SQLite Forum

Is using prepared statements without a FROM to employ built-in methods bad practice?
Login

Is using prepared statements without a FROM to employ built-in methods bad practice?

(1.1) By Gary (1codedebugger) on 2020-12-27 20:20:50 edited from 1.0 [link] [source]

When it comes to C, I'm just a hack at best; so, this might be good for humor at least, but...
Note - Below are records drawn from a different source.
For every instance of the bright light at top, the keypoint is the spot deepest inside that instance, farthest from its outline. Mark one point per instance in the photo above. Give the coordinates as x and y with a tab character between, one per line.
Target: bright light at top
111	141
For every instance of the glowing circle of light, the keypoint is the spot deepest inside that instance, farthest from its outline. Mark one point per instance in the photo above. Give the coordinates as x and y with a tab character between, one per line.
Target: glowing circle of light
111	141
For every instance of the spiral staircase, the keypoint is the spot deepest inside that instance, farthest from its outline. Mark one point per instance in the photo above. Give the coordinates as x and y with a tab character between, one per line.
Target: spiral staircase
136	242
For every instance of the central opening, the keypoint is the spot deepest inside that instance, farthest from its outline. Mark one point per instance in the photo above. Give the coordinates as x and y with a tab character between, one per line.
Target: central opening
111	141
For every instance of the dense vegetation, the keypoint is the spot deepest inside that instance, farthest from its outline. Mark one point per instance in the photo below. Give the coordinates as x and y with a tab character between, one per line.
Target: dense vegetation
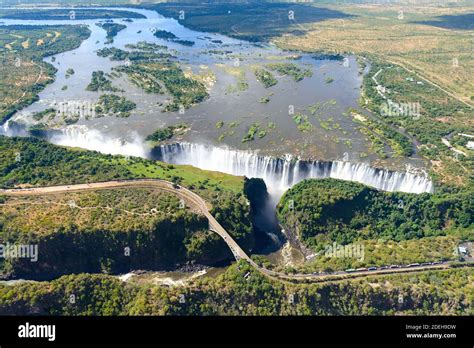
29	161
329	210
110	231
440	116
435	292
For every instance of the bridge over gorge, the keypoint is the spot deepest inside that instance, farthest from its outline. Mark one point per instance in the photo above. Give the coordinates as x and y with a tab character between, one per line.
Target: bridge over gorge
195	201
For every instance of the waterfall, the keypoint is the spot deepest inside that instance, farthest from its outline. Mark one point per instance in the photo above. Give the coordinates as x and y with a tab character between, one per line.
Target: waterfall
282	173
91	139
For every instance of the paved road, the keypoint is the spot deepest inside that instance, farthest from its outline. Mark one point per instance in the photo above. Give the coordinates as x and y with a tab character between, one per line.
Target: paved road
200	204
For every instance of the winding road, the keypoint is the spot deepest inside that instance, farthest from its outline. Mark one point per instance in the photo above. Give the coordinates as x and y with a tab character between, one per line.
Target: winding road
195	201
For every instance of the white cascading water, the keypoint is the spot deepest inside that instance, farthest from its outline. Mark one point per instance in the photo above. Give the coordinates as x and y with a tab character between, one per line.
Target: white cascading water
282	173
91	139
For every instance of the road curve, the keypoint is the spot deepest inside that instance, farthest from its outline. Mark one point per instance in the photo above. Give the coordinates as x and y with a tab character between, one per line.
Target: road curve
198	202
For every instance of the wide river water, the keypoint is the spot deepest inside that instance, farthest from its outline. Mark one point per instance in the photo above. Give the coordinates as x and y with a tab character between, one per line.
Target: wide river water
283	157
334	134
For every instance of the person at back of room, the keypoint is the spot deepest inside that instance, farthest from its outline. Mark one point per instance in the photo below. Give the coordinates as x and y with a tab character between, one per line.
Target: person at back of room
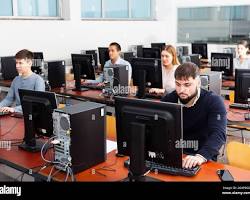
26	80
115	59
169	64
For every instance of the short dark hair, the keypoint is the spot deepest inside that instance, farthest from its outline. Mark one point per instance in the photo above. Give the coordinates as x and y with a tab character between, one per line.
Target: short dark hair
118	47
24	54
187	70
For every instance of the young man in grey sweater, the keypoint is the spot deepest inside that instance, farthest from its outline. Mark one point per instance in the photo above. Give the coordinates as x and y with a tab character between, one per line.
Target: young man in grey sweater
26	80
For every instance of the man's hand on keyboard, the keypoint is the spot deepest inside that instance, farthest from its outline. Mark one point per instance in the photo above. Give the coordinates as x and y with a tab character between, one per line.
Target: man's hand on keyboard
156	91
191	161
7	109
Is it bad practice or a coding abuse to keep a prepared statement in memory that is a SELECT without a FROM just to use json_extract to perform simple parses? For example,

sqlite3_stmt *stmt_json;
sqlite3_prepare_v2( dbEN, "select json_extract(?,?)", -1, &stmt_json, NULL );

And if j is the json string of an array of strings, such as ["string","string",..,"string"] and n its length, is it awful to do as follows (with all the error checking removed) in rebinding the array index in a loop ? It worked and seems quick enough, but feels like I'm misusing SQLite in some way.

Thank you.

void json_decode_array_text( sqlite3_stmt *stmt_json, char *j, char *list[], int *n )
{
int rc, k, error = 0;
char idx[25];

sqlite3_bind_text( stmt_json, 1, j, strlen(j), SQLITE_STATIC );
for ( k = 0; k < *n && !error; k++ )
{
sprintf( idx, "$[%d]", k )
sqlite3_bind_text( stmt_json, 2, idx, strlen( idx ), SQLITE_STATIC );
while ( ( rc = sqlite3_step( stmt_json ) ) == SQLITE_ROW )
sprintf( list[ k ], "%s", sqlite3_column_text( stmt_json, 0 ) );
sqlite3_reset( stmt_json );
} // next k
}

(2) By Clemens Ladisch (cladisch) on 2020-12-27 10:08:11 in reply to 1.0 [link] [source]

Reusing a prepared statement in a loop is certainly OK.

Keeping the statement longer does not hurt because it does not need much memory. But re-parsing the SQL would not need much timer either. It does not really matter either way.

The only misuse is using NULL as the last parameter of sqlite3_bind_text().

(4) By Gary (1codedebugger) on 2020-12-27 20:19:29 in reply to 2 [link] [source]

Thank you. I'll fix that in the post also.

(5) By Keith Medcalf (kmedcalf) on 2020-12-27 20:45:43 in reply to 2 [link] [source]

SQLITE_STATIC, NULL, 0; and, (void*)0 all have the same value. The difference is merely a matter of syntactic sugar (different spellings for the same thing).

That parameter is supposed to be a pointer to a function. SQLITE_STATIC and SQLITE_TRANSIENT are merely sentinel values for use by "sniveling compilers" that do not handle the generic pointer type correctly and "snivel" instead of doing what they have been instructed to do.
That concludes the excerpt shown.